23. The internal combustion engine as claimed in claim 1, wherein the fuel is a gaseous fuel.

24. The internal combustion engine as claimed in claim 23, wherein the gaseous fuel is one of ammonia, biogas, butane, ethane, hydrogen, liquefied petroleum gas, methane, natural gas, propane, and combinations of these fuels.

25. The internal combustion engine as claimed in claim 1, wherein the fuel is a liquid fuel.

26. The internal combustion engine as claimed in claim 25, wherein the liquid fuel is one of bunker fuel, butanol, diesel, dimethyl ether, ethanol, gasoline, kerosene, methanol, and combinations of these fuels.

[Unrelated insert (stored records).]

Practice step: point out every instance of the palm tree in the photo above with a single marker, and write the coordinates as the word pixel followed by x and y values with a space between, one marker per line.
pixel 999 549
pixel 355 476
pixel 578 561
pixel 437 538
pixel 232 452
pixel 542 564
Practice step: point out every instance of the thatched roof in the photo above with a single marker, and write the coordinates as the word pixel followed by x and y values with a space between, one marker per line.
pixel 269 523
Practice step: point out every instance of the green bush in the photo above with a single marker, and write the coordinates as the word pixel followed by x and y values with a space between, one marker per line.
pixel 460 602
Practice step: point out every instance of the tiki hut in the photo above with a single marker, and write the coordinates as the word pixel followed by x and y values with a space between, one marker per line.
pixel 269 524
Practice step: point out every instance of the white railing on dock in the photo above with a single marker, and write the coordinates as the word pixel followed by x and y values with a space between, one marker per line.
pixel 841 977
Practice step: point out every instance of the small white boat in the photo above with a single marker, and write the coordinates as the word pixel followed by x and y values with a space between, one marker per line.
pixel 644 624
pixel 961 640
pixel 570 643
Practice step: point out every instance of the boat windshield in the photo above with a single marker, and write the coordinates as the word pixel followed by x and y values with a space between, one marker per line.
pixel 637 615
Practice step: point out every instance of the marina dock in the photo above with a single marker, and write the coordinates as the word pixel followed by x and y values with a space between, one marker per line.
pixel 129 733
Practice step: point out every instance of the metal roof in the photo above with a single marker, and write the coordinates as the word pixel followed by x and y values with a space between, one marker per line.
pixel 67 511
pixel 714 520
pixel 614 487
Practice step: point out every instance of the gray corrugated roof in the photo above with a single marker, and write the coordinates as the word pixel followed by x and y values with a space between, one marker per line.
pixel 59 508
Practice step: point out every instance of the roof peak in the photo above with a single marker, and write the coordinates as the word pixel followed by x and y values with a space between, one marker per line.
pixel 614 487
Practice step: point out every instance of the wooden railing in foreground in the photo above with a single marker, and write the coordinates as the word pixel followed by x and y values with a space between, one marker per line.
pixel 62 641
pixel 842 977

27. A method of injecting and igniting a fuel in an internal combustion engine comprising: providing a combustion chamber defined by: a cylinder in an engine block having a longitudinal axis; a cylinder head capping one end of the cylinder and having a surface facing the combustion chamber; and a piston reciprocatable within the cylinder and comprising: a piston bowl asymmetric about the longitudinal axis; and a top land surface facing the cylinder head and extending circumferentially around the piston bowl, wherein the top land surface is substantially parallel to a majority of the surface of the cylinder head facing the combustion chamber; providing a squish volume between the top land surface and the surface of the cylinder head facing the combustion chamber; directly injecting the fuel as a fuel jet into the combustion chamber; providing an igniter disposed along a trajectory of the fuel jet; and igniting the fuel jet. ethod of injecting and igniting a fuel in an internal combustion engine comprising: injecting the fuel in a combustion chamber of the internal combustion engine as one or more fuel jets, a net fuel -jet vector is representative of the one or more fuel jets and having a horizontal component and a vertical component; and squishing a squish volume between a top land surface of a piston and a cylinder head by moving a piston towards the cylinder head during a compression stroke whereby a predominant squish flow forms, a net squish vector is representative of the predominant squish flow, wherein a direction of the net squish vector is substantially the same as a direction of the horizontal component of the net fuel -jet vector.